In contrast to cytokine release, complement activation cannot be prevented by corticosteroids (Jansen et al, 1991; Raasveld et al, 1993; Bemelman et al, 1994). One possibility to decrease complement activation during mAb infusion is by lowering the infusion rate of the antibody (Buysmann et al, 1997; IDEC Pharmaceuticals Corporation & Genentech Corporation, 1999), as has been applied to CLL patients treated with rituximab (Winkler et al, 1999b). However, despite this strategy, first-dose side-effects during rituximab treatment can still be life threatening in patients with high numbers of circulating tumour cells. Hence, it may be relevant to investigate the role of complement inhibitors (Hack et al, 1993) during the first rituximab infusion, especially in patients with high numbers of circulating tumour cells, as they are at risk of severe first-dose side-effects.

Recently, an important role for complement-dependent cytotoxicity in the efficacy of rituximab was claimed, leading to the suggestion of enhancing the efficacy of rituximab by enhancing complement lysis (Golay et al, 2000; Harjunpaa et al, 2000).
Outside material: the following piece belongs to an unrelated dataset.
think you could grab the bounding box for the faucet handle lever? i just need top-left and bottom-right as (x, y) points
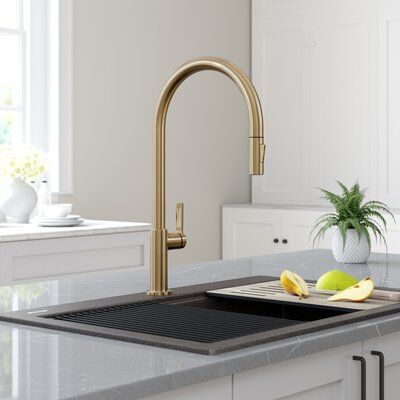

However, other studies showed the importance of FcγR mechanisms for the efficacy of rituximab (Clynes et al, 2000). Thus, although the most important mechanism of action of rituximab in vivo has not yet been established, it is likely that not only its safety but also its efficacy is to some extent affected by complement. Therefore, studies investigating complement inhibitors in order to improve safety should carefully analyse the potential effects on clinical efficacy. Alternatively, studies exploring strategies to enhance complement activation should be aware of the possibility of increased toxicity.